Technology News

  • 7 February 2012, 8:48

Apps 'present job opportunities'

There are promising career opportunities in apps - the services and tools built to run on smartphones, computer tablets and Facebook's online social network - a new study from the US suggests.

The demand for applications for everything ranging from games to quantum physics has created 466,000 jobs in the US since 2007, according to a new analysis from technology trade group TechNet.

The estimate counts 311,000 jobs at companies making the apps and another 155,000 at local merchants who have expanded their workforce in an economic ripple effect caused by increased spending at their businesses.

The study suggests this so-called "app economy" is still in the early stages of a boom driven by the mobile computing and social networking crazes unleashed by Apple's iPhone and Facebook.

"This is a telescope into what the future looks like," said economist Michael Mandel, who put together the report. "This is one part of the economy that is actually expanding and hiring. Once you point people in that direction, they can realign their compass pretty quickly."

App makers were creating jobs even when the overall US unemployment rate climbed as high as 10% in late 2009, Mr Mandel said. That bodes well for even more vigorous growth if the economy can extend a gradual recovery from recession.
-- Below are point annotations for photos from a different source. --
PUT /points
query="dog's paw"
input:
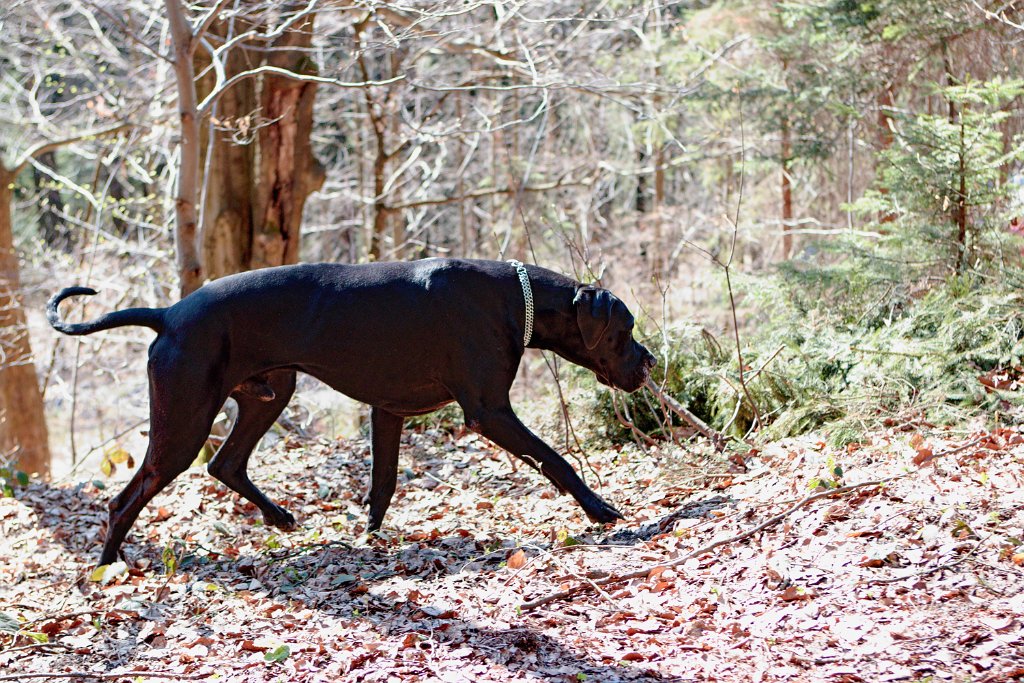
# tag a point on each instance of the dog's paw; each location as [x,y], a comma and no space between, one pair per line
[602,513]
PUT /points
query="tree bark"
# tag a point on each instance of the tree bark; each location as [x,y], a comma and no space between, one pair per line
[288,172]
[259,165]
[23,421]
[185,203]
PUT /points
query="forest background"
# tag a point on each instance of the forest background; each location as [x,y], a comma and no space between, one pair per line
[824,196]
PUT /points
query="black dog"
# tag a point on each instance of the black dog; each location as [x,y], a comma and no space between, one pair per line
[406,338]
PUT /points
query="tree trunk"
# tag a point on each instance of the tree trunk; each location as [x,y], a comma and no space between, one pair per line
[885,101]
[288,171]
[228,163]
[23,423]
[255,193]
[186,249]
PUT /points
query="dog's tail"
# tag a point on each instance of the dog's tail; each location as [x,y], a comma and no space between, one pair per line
[148,317]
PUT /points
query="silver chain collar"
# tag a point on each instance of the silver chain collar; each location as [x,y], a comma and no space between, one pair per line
[527,295]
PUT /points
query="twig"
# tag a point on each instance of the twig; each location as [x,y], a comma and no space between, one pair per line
[532,604]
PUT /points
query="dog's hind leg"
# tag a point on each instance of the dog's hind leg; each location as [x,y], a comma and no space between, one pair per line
[257,411]
[176,435]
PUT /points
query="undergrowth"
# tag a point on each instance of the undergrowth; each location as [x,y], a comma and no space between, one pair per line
[847,339]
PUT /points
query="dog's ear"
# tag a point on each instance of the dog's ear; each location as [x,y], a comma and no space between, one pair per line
[593,313]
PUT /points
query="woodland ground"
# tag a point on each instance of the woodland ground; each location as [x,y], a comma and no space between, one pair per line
[916,580]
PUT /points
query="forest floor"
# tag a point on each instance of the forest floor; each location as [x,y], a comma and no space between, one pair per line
[916,579]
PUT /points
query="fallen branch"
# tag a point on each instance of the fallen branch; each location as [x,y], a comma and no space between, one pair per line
[718,439]
[560,595]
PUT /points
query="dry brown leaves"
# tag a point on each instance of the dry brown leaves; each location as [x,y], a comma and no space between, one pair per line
[921,578]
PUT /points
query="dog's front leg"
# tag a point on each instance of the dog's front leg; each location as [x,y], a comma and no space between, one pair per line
[501,425]
[385,433]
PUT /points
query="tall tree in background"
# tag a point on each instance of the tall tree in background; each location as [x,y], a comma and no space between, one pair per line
[254,194]
[258,162]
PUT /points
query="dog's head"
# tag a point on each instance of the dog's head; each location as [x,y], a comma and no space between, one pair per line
[605,342]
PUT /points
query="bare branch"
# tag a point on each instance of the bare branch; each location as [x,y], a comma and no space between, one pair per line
[205,105]
[485,191]
[26,158]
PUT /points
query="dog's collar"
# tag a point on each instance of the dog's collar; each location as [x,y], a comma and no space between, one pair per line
[527,295]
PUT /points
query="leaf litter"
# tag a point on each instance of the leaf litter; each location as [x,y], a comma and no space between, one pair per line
[919,578]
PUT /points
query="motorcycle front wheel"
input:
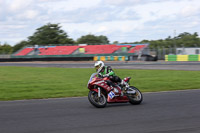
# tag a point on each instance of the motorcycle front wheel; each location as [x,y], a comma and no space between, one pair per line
[99,102]
[135,98]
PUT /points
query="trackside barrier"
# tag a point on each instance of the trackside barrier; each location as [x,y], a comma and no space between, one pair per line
[182,57]
[110,58]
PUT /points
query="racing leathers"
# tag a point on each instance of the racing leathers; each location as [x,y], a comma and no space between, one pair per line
[108,72]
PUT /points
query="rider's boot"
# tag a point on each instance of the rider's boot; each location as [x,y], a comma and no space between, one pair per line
[123,83]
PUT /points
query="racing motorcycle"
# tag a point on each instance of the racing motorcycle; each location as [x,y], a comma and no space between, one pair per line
[102,92]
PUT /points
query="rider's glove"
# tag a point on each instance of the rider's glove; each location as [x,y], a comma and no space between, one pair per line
[99,75]
[106,75]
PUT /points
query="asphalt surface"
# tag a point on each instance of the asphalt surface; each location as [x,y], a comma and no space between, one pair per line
[191,66]
[164,112]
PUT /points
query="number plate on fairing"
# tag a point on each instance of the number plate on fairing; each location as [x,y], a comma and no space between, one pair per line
[111,94]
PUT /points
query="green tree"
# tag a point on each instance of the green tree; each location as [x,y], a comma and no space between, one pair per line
[92,39]
[50,34]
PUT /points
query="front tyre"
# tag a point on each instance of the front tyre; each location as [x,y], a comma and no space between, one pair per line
[135,98]
[99,102]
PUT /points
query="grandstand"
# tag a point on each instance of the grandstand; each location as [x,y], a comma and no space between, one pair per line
[85,50]
[111,52]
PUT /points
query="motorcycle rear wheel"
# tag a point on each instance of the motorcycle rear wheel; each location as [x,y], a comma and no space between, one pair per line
[135,98]
[99,102]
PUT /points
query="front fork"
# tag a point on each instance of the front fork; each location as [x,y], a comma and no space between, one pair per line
[99,92]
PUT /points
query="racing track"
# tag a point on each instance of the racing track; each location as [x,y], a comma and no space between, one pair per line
[124,65]
[163,112]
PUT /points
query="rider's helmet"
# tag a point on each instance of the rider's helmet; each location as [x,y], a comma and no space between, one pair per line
[99,66]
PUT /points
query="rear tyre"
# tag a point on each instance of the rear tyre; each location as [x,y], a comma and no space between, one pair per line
[99,102]
[135,98]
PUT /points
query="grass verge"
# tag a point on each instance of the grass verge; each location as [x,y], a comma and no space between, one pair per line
[36,83]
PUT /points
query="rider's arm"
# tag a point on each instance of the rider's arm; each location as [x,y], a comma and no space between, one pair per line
[110,71]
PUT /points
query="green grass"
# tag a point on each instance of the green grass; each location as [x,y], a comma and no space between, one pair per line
[36,83]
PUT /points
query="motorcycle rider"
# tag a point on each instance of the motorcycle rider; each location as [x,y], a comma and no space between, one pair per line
[106,71]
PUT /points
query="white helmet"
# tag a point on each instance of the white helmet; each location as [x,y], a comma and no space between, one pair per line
[98,66]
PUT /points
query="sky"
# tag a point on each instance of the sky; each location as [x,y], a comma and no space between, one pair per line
[119,20]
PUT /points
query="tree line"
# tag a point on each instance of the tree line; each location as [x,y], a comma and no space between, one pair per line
[52,34]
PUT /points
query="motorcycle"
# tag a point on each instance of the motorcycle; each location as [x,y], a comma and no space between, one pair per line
[102,92]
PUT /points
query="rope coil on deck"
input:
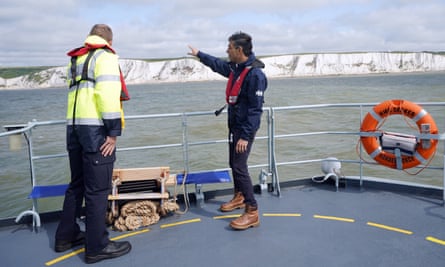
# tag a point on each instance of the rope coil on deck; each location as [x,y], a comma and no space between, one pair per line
[140,213]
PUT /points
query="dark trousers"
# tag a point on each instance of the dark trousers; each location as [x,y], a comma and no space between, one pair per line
[240,172]
[91,175]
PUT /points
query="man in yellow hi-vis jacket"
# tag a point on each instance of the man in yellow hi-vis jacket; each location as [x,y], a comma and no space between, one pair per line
[94,120]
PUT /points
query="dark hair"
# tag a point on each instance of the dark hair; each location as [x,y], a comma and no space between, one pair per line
[243,40]
[103,31]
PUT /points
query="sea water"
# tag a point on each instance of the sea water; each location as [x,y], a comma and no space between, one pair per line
[22,106]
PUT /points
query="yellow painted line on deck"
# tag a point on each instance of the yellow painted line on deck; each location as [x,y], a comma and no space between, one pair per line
[82,250]
[281,214]
[390,228]
[334,218]
[435,240]
[180,223]
[227,216]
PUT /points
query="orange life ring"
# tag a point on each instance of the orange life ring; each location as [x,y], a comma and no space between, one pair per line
[400,107]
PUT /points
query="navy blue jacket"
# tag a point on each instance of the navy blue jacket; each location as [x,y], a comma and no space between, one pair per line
[245,116]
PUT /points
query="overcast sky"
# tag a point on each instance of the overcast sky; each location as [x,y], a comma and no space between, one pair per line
[39,33]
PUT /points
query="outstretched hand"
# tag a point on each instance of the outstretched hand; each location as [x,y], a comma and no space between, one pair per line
[193,51]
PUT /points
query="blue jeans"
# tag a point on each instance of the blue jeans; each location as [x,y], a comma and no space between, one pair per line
[240,172]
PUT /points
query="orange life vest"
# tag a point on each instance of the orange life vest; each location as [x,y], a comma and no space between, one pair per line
[91,48]
[233,88]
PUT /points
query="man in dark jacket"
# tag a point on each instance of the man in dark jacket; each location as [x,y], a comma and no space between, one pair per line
[245,97]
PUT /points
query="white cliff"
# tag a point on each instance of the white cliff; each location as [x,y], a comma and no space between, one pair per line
[298,65]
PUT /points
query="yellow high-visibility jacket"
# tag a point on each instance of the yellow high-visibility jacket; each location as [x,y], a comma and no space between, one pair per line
[94,107]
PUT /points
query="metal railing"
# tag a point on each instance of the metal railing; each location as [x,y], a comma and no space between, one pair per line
[269,168]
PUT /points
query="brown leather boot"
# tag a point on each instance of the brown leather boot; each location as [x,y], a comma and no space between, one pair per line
[248,219]
[237,202]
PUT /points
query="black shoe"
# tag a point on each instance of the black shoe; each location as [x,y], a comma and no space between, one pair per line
[63,245]
[112,250]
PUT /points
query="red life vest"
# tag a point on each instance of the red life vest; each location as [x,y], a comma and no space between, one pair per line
[233,88]
[91,47]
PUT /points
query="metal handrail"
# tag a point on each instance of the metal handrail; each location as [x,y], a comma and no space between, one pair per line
[271,137]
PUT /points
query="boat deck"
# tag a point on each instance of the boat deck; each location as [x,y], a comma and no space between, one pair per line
[309,225]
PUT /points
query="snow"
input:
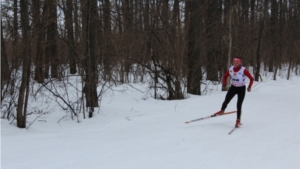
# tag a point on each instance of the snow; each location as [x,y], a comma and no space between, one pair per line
[134,131]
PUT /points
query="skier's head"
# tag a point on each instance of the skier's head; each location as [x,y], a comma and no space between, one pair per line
[237,62]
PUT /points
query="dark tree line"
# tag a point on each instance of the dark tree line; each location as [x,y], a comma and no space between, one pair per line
[179,43]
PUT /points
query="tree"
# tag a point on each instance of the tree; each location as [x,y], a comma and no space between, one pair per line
[70,30]
[5,73]
[91,76]
[24,89]
[37,33]
[194,31]
[260,40]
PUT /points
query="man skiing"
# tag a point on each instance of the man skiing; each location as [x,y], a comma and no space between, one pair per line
[237,73]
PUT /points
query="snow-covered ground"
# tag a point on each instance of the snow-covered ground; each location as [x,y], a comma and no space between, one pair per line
[132,131]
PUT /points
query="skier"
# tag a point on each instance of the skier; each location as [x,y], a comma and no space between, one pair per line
[237,73]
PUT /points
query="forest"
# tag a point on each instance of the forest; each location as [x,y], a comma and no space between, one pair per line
[174,45]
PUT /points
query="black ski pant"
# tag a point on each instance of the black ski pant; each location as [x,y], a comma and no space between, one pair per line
[240,91]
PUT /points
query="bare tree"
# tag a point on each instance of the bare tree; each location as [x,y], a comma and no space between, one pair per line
[5,73]
[194,31]
[37,32]
[70,30]
[260,40]
[24,89]
[91,75]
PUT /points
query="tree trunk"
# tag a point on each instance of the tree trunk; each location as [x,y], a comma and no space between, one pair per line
[194,31]
[69,26]
[37,41]
[90,58]
[260,40]
[23,93]
[211,41]
[5,72]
The app economy began to gear up in 2007, the year that Apple introduced the iPhone and Facebook turned its website into a platform for other programmes designed for its rapidly growing audience.

Now there are more than 500,000 apps available for the iPhone and Apple's iPad tablet. Some are given away free in an attempt to make money from ads, while others are sold by entrepreneurs or major companies.

As its audience has grown from about 58 million users in 2007 to the current 845 million, Facebook has hatched perhaps the most successful apps company so far in Zynga. The San Francisco-based maker of online games such as FarmVille and Words With Friends already employs about 2,800 people and has leased enough office space to hire thousands more over the next few years.

The seeds for even more job growth have been planted by a proliferation of other mobile devices designed to run on operating systems made by Google, Research in Motion and Microsoft. More apps are likely to be coming into homes as more TVs and appliances, including fridges and washing machines, are wired for internet access.